Patricia Bosworth says, “I believe you can keep going as a writer if you think you have some- thing more you want to say, something you long to share. I. B. Singer once said, ‘The more memories you have, the more you have lived.’ Right now I’m researching a book about racism and sex and politics just before the Cold War and the time I lived through and observed as a little girl. This excites me, keeps me going. It’s the most challenging, complicated, difficult project I’ve ever tackled. I like to think I’ll be able to pull it o because I am a slightly better writer, and yes, I am wiser, too.”

Redefining the writerly self

Hilma Wolitzer, a self-proclaimed late bloomer, has lately found herself writing poems.

“They’re a lot shorter than novels, but not really easier,” she says. “Some have been published and others not. I hadn’t dealt with rejection for ages and waiting six months to hear about a poem at 88 isn’t easy. . . I don’t think I have the same frenetic energy that stoked my early work (or some of those handy nouns), but I’m still awakened at night sometimes by the lines of a poem.”

Other changes have to do with productivity and energy.

“Having just finished a novel,” says Sue Miller, “I can say that I was aware of it taking more conscious concentration, more willed attentiveness to the whole, than has been the case in the past. And it certainly took longer to write than I’ve been used to taking.”

In the last decade Lynne Sharon Schwartz has also started publishing poetry and has three col- lections out. The nature of her short stories has changed. “It seems a new voice has emerged,” she says. “Not exactly surreal but somewhat removed from reality—an ironic, skeptical and wryly comic voice. I love this new development; it feels like a kind of freedom. As if now that I don’t have to establish a reputation, I can do whatever I like, explore and experiment.”

Some writers are busier than ever. At 80, Beverly Lowry is often on the road. She’s working on her 11th book, “a nonfiction book requiring interviews, courthouse and library archival research, travel. I just returned from a 350-mile each way trip to various locales in Mississippi . . . I work hard to keep in shape both physically and mentally, so that I can do what I most want to do, which is deeply think and write and think.”

After illustrator Ed Sorel’s 25-year association with The New Yorker ended, he turned his attention to books.

“I still regard myself as essentially an artist, but one who sometimes writes. Mary Astor’s Purple Diary landed me on the front page of The New York Times Book Review, with a rave from Woody Allen. That encouraged me to continue writing for adults. I’m now at work on a memoir that will reproduce some of my political satires and will also expose some of the criminal activities of the last 13 presidents.

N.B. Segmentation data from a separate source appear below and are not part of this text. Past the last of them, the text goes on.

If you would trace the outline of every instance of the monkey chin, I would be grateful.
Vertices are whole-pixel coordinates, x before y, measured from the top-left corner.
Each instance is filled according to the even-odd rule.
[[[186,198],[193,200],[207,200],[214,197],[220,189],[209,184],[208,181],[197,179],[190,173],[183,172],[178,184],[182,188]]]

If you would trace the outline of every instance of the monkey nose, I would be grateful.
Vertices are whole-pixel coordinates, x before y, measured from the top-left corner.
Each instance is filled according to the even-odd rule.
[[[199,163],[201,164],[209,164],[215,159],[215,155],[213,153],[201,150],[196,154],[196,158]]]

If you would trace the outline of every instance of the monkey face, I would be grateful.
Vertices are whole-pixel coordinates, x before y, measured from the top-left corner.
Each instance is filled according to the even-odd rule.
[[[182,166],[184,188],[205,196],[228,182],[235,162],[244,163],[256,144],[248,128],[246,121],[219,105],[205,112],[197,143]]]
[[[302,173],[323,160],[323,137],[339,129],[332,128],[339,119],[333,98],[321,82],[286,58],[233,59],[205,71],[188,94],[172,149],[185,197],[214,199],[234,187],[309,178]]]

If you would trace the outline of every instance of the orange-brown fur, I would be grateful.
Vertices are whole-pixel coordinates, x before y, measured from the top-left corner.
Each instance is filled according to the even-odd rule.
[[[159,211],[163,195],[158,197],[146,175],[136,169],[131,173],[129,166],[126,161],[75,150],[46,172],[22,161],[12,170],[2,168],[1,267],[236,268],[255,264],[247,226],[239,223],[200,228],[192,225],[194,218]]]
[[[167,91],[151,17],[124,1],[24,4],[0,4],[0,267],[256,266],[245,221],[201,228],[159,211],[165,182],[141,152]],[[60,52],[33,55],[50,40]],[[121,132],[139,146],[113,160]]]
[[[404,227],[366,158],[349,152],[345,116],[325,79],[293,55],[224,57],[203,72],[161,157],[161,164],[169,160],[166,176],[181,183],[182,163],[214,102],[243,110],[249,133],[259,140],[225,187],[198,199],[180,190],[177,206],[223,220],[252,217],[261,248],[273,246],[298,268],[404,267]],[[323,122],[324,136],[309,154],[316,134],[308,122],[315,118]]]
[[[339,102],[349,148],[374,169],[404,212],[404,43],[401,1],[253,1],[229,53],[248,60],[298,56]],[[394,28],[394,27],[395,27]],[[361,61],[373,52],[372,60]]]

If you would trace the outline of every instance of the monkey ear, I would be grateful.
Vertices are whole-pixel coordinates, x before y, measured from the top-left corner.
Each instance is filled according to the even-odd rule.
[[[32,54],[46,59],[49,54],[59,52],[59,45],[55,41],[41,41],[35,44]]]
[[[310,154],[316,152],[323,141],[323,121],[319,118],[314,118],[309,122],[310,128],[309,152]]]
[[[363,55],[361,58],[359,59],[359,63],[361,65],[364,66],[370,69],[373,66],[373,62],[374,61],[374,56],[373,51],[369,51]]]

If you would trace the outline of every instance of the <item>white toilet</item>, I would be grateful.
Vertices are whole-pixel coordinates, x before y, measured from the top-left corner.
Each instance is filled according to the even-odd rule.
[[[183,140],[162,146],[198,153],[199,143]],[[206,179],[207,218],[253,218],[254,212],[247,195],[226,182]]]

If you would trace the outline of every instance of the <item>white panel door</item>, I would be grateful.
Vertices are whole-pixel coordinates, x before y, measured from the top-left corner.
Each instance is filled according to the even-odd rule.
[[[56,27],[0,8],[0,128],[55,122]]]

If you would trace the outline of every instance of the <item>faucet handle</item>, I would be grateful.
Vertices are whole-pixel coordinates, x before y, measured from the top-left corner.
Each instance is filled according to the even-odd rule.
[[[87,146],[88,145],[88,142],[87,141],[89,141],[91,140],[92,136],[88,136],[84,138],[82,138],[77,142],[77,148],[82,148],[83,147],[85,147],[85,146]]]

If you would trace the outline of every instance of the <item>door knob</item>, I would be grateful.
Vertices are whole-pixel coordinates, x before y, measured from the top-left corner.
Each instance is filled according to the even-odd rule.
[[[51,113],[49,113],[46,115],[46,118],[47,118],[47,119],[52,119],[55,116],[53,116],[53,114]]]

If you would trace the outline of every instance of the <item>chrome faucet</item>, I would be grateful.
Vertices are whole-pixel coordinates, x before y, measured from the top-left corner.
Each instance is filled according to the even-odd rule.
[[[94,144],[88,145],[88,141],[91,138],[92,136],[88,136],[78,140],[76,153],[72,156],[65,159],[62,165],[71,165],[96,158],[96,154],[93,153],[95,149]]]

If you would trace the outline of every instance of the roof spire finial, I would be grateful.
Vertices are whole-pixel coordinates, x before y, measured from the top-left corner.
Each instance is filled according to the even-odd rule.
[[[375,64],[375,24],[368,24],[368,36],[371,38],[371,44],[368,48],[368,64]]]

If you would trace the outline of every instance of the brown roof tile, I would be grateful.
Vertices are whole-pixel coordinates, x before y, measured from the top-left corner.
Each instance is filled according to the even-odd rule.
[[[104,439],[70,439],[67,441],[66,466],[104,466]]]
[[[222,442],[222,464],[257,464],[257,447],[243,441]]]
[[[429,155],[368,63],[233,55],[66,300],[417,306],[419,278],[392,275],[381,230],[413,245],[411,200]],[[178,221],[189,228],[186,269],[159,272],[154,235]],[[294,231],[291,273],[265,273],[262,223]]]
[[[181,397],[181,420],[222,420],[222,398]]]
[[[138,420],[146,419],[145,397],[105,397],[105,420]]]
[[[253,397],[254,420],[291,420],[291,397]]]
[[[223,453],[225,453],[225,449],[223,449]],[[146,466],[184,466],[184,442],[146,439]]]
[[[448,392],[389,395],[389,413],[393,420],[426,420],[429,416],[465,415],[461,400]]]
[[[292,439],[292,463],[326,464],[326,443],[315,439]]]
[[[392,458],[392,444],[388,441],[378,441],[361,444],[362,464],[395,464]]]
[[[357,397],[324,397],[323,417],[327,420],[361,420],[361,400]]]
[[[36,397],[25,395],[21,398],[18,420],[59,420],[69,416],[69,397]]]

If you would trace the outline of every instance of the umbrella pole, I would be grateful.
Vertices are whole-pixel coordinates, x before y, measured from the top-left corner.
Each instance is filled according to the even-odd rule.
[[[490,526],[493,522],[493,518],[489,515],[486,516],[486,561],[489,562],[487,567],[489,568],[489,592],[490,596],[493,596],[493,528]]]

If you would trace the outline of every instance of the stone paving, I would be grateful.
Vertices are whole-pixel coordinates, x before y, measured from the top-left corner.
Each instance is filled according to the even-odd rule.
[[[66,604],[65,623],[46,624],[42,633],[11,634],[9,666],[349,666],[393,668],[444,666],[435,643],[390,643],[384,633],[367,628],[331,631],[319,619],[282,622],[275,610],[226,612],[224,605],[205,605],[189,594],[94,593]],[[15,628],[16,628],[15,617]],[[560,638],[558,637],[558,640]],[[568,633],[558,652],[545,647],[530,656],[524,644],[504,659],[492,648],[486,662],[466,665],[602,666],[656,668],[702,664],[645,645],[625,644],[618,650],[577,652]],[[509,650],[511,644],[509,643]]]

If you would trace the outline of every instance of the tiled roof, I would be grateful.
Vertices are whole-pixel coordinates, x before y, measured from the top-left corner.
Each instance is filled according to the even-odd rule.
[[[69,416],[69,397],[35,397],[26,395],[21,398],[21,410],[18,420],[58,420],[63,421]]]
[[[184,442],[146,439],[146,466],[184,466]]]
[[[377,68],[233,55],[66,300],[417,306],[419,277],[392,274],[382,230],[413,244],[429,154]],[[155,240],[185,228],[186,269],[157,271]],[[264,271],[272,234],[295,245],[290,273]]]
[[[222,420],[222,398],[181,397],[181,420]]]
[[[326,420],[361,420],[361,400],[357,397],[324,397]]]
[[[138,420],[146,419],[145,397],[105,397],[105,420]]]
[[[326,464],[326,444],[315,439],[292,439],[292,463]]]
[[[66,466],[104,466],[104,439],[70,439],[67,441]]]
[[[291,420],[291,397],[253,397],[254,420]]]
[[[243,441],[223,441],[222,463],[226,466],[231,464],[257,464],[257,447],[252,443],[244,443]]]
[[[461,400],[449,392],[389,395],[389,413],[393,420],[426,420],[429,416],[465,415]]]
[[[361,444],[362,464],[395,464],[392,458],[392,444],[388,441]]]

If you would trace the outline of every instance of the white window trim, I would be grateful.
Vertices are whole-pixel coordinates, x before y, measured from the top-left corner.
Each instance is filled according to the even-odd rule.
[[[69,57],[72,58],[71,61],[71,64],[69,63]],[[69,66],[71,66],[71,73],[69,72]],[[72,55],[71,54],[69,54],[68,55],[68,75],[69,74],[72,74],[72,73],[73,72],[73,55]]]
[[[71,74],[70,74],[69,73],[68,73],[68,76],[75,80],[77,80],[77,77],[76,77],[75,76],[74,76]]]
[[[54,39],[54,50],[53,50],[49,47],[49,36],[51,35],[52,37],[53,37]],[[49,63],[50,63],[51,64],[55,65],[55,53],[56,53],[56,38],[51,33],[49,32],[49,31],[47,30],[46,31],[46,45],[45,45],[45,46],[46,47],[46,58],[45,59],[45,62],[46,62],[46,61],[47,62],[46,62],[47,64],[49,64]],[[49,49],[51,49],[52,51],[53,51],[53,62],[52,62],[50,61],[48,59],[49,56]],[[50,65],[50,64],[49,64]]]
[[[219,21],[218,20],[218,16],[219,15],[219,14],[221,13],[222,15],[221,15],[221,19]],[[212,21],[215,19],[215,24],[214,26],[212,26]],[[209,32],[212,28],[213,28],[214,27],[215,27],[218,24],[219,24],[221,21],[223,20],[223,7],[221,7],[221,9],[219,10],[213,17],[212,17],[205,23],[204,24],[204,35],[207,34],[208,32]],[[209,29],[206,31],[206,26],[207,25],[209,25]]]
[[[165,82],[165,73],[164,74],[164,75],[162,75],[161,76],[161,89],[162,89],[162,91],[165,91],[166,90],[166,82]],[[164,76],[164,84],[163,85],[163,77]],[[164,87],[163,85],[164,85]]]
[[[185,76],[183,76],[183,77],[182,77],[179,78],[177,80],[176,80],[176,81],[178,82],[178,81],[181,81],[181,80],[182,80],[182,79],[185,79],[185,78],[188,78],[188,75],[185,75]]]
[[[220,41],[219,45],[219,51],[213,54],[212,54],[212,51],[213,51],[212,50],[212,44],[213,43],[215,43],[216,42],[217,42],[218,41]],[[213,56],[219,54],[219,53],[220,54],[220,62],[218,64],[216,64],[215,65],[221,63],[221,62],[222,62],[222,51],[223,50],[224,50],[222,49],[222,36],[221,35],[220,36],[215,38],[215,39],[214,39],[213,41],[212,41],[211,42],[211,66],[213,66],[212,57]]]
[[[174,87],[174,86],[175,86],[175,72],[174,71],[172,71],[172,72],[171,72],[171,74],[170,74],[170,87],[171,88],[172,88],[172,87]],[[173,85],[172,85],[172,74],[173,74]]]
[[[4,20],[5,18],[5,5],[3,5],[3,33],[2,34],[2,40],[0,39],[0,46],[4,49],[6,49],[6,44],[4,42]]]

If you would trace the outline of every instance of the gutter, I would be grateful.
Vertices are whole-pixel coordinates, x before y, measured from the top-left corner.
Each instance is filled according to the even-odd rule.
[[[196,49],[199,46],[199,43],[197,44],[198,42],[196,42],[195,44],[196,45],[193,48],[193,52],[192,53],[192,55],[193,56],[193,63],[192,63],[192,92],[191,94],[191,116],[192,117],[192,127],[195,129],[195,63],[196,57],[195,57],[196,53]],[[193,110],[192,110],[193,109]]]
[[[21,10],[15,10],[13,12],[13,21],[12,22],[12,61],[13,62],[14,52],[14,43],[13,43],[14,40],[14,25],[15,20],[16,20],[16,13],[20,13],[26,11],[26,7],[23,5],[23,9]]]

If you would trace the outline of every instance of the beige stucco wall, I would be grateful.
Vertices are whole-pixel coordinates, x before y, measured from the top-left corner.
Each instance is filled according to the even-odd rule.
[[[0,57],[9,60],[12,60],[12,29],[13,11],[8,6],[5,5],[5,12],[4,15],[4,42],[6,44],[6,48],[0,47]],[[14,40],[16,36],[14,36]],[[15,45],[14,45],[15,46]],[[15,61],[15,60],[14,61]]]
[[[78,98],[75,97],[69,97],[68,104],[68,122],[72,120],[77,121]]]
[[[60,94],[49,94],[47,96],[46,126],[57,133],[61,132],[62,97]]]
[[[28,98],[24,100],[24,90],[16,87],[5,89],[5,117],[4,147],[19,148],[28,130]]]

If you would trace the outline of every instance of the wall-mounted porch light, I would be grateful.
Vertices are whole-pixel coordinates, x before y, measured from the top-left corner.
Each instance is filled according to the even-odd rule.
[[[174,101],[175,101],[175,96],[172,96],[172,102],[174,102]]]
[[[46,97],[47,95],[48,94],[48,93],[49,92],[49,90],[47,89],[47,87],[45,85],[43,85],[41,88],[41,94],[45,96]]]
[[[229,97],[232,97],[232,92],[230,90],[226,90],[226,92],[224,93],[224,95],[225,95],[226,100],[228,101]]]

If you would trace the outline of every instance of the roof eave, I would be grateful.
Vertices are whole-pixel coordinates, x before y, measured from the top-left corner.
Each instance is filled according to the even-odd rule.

I’m fortunate to have Ann Close, my long-time editor at Knopf, still on hand to help me. I also do a monthly page in the Times Book Review called ‘The Literati.’ Yes, I’m 90. And, yes, I intend to continue to write and draw. If my children ever found out that I didn’t have any more deadlines, they’d ask me to take their children off their hands for a day. No thanks.”

And then there is his friend Jules Feiffer, who also turned 90 this winter, and whose overlapping careers as a cartoonist (Village Voice and Playboy), playwright (Little Murders), screenwriter (Carnal Knowledge) and children’s book author turned out to be an extended tune-up—proof that your creative life can get better with age and blossom in unexpected ways. In his eighties, when his hearing was increasingly a problem and “the notion of doing more theater touched on the ridiculous,” he moved to Long Island and started writing a three-volume noir graphic novel, fulfilling his childhood dream of becoming a professional cartoonist. The first volume made The New York Times bestseller list. A few months ago, The Tablet, an online lefty Jewish magazine, offered him a regular spot as a cartoonist: Feiffer’s American Follies.

“It’s as much excitement as I’ve had in a very long time,” he says. “In my dotage, everything I’ve been doing is more exciting than anything I’ve done in a very long time, and it’s all very accidental. I’ve lived a life of entire improvisation and it’s a wonderful life.”